I am starting to hate this whole “digital” thing that is happening. Digital being just digital is fine, but unfortunately, digital often means compression. Compression often means loss of quality, therefore, digital often means loss of quality. Theatres in the United States will soon be upgraded to using digital projectors and receiving movies digitally. No specific clues have been given as to what this means, but it is probably safe to assume this means they will be delivered by Internet. This thought suddenly makes me think of blocky, bad YouTube videos, and seeing those on a massive screen. Not a pretty thought. If a film canister is damaged during transit, it is possible for a few frames to be damaged, but the rest lest completely intact. In a digital delivery form, it would require the use of a good verification algorithm (better than a CRC) to validate the files, or else they could be unwatchable. I’m sure they have considered that though, and there will likely be a cute little Windows app, or maybe a custom Linux distribution made to handle that sort of thing to take the burden off of the theatres. They can probably automate the whole thing, like when you order digital prints online to pick them up at the store, no user intervention at all, so you can walk into the theatre and at the scheduled movie start time, watch “File Not Found” appear on the screen when some part of the system fails to do its job properly.

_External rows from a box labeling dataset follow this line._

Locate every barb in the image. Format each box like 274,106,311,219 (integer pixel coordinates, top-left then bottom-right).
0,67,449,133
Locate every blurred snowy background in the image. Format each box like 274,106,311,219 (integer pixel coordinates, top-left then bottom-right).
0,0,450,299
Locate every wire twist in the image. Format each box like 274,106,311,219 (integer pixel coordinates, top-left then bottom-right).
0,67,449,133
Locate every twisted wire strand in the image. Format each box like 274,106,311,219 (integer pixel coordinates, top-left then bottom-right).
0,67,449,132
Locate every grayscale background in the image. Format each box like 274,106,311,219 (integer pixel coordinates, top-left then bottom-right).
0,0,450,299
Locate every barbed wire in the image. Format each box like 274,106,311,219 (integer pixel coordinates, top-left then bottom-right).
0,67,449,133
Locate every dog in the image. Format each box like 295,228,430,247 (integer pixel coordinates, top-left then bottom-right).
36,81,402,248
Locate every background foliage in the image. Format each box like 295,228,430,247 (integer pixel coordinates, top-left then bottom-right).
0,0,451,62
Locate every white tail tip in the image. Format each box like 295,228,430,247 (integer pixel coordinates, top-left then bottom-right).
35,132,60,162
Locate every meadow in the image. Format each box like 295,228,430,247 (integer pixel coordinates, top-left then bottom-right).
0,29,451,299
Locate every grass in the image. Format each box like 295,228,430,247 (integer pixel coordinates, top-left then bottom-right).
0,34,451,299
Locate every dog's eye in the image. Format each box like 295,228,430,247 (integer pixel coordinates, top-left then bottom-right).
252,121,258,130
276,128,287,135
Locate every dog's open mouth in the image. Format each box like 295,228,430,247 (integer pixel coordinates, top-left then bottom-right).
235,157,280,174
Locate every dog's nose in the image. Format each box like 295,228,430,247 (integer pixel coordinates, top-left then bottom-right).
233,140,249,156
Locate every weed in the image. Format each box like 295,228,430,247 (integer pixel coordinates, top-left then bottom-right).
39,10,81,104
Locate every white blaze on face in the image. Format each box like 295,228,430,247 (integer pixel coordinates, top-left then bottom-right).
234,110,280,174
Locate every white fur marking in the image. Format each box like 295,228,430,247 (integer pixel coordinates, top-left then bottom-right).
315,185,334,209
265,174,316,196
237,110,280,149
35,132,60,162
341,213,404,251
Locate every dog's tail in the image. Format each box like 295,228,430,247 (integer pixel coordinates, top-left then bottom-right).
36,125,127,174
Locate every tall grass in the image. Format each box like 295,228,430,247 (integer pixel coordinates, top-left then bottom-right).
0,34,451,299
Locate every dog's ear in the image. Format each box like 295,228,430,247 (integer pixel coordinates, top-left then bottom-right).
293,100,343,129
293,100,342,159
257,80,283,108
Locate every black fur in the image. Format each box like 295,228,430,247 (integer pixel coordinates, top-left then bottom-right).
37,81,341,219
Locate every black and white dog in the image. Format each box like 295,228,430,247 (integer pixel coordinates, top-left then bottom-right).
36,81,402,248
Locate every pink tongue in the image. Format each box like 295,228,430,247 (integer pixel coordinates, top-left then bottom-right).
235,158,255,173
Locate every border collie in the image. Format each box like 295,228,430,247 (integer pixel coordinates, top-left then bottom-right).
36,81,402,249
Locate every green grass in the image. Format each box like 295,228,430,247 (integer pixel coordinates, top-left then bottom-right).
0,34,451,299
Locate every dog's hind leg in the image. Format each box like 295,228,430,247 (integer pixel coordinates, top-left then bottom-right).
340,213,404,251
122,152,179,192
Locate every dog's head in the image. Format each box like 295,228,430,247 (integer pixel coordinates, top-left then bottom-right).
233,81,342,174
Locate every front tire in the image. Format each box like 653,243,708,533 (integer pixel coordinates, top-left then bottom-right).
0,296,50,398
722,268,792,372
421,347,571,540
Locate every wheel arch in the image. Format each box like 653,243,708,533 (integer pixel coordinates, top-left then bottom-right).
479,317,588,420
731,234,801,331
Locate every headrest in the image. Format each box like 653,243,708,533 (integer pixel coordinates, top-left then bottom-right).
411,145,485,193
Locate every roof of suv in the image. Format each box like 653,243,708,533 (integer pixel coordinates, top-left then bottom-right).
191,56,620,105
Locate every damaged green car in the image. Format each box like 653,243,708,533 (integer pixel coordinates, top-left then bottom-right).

Digital television is a little different. It is possible for the cable company to give you a great stream, or a really suckily compressed stream, on really crappy equipment/software. My digital cable box has developed a habit of restarting itself lately, this wasn’t a problem on analog (although, funny enough, a lot of channels are still analog and I still have to put up with this bullshit).
Digital mediums coming at this stage in human understanding of “art” is a very bad thing. Digital formats loose so much from traditional arts because the formats are badly used. The focus now is on “media delivery” methods and how to make the most profit from it, not on how to bring art to the common person and letting them experience it to its fullest.
DVD is a great technology, the compression is relatively low, and there is a lot of room for the full artistic experience. The same is true of CD. These technologies freed us from lousy analog formats that were badly made. There is a huge difference between DVDs and streamed movies however. DVD uses the digital format to its fullest, not taking short cuts. This is because a DVD is physical. CDs are analog creations, MP3s are digital reinterpretations of that. When played on good equipment, there is a difference between a “ripped” song at under 320 kbps, and a song being played from a real CD. A lot of MP3 stores don’t sell the best possible quality of songs, therefore, cheating the consumer out of the experience, and to make things worse, MP3s take songs out of context. MP3s encourage a move to a single style of music creation, no longer focusing on a cohesive creation. It is like developing a culture where books are purchased a chapter at a time, it might make sense, but the full experience is lost.
Digital is the demise of most forms of art.